Learn more about Dagger-axe
The dagger-axe (Traditional Chinese: 戈; Simplified Chinese: 戈; Hanyu Pinyin: gē; Wade-Giles: ko; sometimes confusingly translated "halberd") is a type of weapon that was in use from Shang dynasty until at least Han dynasty China. It consists of a dagger-shaped blade made of jade or bronze, mounted by the tang of the dagger to a perpendicular wooden haft.

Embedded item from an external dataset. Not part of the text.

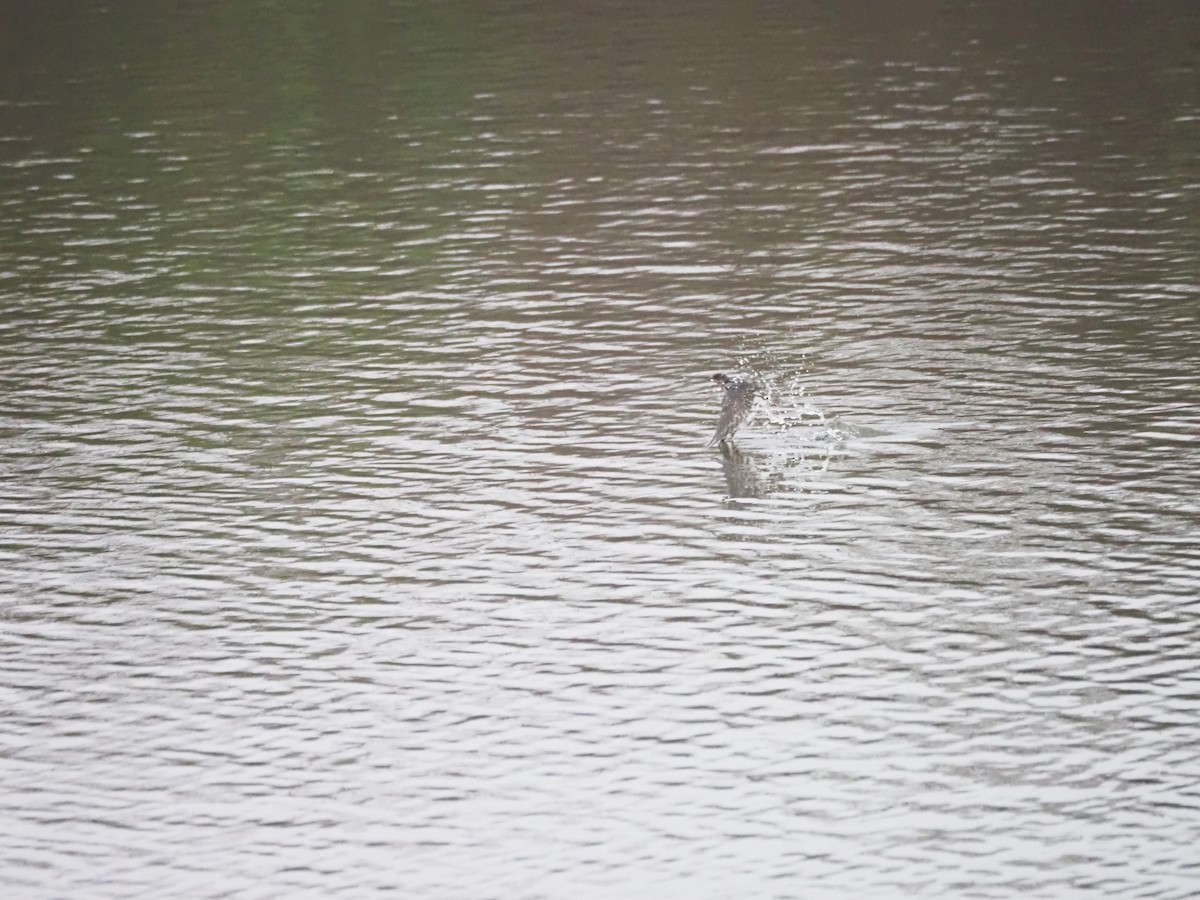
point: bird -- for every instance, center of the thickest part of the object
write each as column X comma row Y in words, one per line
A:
column 736, row 405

The head of the dagger-axe is divided into two, the scythe-like blade and the straight blade. Both are used in combat with the scythe-like blade used mainly as a head-decapitator. Normally only the head of a dagger-axe is found, with the haft absent due to either decomposition or mechanical removal. Although the jade examples do not appear to have been intended for use in actual combat, their morphology closely imitates that of the battle-ready bronze version, including a sharp central ridge which reinforces the blade. Some dagger-axe artifacts are small and curved, and could have been intended for use as pendants.
Dagger-axes appear to have seen use in combat, though most examples are ceremonial jade weapons found in the tombs of aristocrats. These examples are often found within the coffins themselves, possibly meant to serve as emblems of authority and power, or in some other ritualistic capacity. Sometimes they are found in a pit dug beneath a coffin, with a victim who was sacrificed to guard the tomb, where they presumably are intended to keep the spirit-guard armed.
Dagger-axes were also experimental weapons of the Chinese, as this continued they were able to fuse their dagger-axe with the traditional spear to form a halberd.